Sentra hortikultura tersebar di 23 provinsi. Rencananya, 32 dari 66 sentra yang ada bakal dikembangkan pemerintah menjadi kawasan terintegrasi.
Kawasan sentra sayuran terbentuk lantaran agroklimat suatu daerah memang cocok untuk berbisnis sayuran. Tidak diketahui jelas kapan dan melalui apa terbentuknya suatu kawasan tersebut. Yang jelas, aktivitas bisnis hortikultura sayuran di suatu kawasan yang terintegrasi akan membuat usaha petani semakin maju dan kesejahteraannya meningkat.

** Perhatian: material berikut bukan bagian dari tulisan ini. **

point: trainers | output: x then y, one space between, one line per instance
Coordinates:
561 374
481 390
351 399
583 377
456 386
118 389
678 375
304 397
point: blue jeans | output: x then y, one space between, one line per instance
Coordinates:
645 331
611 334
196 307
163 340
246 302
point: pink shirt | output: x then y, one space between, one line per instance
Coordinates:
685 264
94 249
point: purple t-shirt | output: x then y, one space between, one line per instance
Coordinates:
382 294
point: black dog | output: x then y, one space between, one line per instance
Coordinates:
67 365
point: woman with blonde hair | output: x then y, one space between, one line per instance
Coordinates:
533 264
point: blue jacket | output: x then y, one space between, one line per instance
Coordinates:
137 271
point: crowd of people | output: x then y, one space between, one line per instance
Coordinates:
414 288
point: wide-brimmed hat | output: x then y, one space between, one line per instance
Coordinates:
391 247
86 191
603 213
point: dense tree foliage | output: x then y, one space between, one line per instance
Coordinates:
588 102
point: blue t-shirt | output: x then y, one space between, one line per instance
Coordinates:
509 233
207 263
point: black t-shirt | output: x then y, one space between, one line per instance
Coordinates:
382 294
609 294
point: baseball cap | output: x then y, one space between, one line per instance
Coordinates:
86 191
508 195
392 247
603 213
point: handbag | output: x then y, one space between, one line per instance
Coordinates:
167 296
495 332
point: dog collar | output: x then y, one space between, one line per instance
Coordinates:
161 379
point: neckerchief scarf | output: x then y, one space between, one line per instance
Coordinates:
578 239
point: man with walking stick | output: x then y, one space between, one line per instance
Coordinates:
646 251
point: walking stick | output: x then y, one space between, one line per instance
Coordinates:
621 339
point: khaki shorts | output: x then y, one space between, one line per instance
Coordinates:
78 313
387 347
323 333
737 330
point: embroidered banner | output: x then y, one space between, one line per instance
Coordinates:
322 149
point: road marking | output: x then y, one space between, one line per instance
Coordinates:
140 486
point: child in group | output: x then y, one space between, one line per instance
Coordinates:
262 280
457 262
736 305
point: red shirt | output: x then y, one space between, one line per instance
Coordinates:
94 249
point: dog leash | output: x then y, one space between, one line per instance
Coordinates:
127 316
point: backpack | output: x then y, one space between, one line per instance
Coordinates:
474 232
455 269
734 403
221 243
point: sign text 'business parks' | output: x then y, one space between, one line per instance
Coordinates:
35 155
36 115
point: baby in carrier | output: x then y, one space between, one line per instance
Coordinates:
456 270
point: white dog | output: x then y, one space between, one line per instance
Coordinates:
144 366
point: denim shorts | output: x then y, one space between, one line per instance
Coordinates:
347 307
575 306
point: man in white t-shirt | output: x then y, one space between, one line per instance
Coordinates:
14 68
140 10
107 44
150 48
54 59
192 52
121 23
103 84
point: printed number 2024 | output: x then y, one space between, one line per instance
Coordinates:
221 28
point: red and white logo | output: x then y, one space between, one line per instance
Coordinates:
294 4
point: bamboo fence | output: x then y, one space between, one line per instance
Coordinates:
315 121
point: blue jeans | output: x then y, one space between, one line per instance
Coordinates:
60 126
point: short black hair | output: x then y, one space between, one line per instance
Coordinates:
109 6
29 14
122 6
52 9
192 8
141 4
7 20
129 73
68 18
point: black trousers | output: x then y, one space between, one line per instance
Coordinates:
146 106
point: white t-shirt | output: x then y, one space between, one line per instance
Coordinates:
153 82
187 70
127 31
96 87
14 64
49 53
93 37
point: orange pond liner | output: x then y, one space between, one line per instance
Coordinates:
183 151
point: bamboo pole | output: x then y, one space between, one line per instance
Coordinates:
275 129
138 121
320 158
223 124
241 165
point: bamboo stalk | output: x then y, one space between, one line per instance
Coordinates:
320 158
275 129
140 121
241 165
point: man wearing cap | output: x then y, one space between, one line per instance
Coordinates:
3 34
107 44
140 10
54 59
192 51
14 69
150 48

Atas dasar pemikiran itu, Ditjen Hortikultura, Deptan, mencanangkan program pengembangan hortikultura berbasis kawasan yang sebenarnya. Menurut Dirjen Hortikultura Ahmad Dimyati, kawasan agribisnis hortikultura merupakan suatu ruang yang dipagari batas ekosistem dan disatukan oleh fasilitas infrastruktur ekonomi yang sama. Sehingga membentuk kawasan yang berisi berbagai usaha berbasis hortikultura, mulai dari penyediaan sarana produksi, budidaya, penanganan dan pengolahan pascapanen, pemasaran, serta kegiatan pendukung lainnya.
Mendongkrak Produksi
Kawasan agribisnis sayuran yang sudah terbentuk secara alamiah di antaranya adalah Lembang dan Pangalengan di Bandung, Jabar, dengan komoditas utama kentang, paprika, kubis, wortel, buncis, dan tomat. Sementara Berastagi di Karo, Sumut, menghasilkan kentang, kubis, tomat, kembang kol, buncis, dan cabai. Di Jateng ada Dieng di Wonosobo dan Banjarnegara, dengan komoditas unggulannya kentang, serta Brebes untuk bawang merah.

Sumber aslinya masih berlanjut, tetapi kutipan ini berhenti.